Modern, employee-focused holistic governance regimes have the potential to enable teams with diverse sets of deliverables to address critical factors, impacting outcomes more efficiently and operationally – with delivery cadences, customer experience and organisational sustainability – in a manner that garners whole organisational support and buy-in from the outset. History has shown that when a strong governance regime is lacking, inconsistencies and negative surprises will interrupt or even reverse organisational progress. Without effective governance, specific outcomes are left to fate. The rules of the game have changed. In this moment of choice and consequence, it’s critical to set a bold destination. If there’s one thing I believe we can all agree on, it is that the world of work is changing quickly. In this new, rapidly changing world, organisations no longer have the luxury of waiting to see what happens, sitting back hoping to learn from the early mistakes of others.
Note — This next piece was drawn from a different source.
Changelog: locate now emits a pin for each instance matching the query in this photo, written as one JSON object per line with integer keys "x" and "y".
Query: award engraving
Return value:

Gone forever are the days when the norm meant everyone patiently waiting for a few executives to set the rules and pass them down to managers who, in turn, would pass them down to employees. With UK resignations hitting a 20-year high at the end of 2021, the war for talent has gone well beyond attracting and retaining a few specifically talented employees. Talent today includes every worker on the payroll and these talented people are seeking out organisations where employees are driving the decisions and conversations. The ‘Great Resignation’ we are all reading about is not a mad dash away from the office. It’s the culmination of a long march towards employee empowerment. It’s time to redesign our governance regimes with a new and vibrant human focus, so that organisations can thrive today and for years to come.”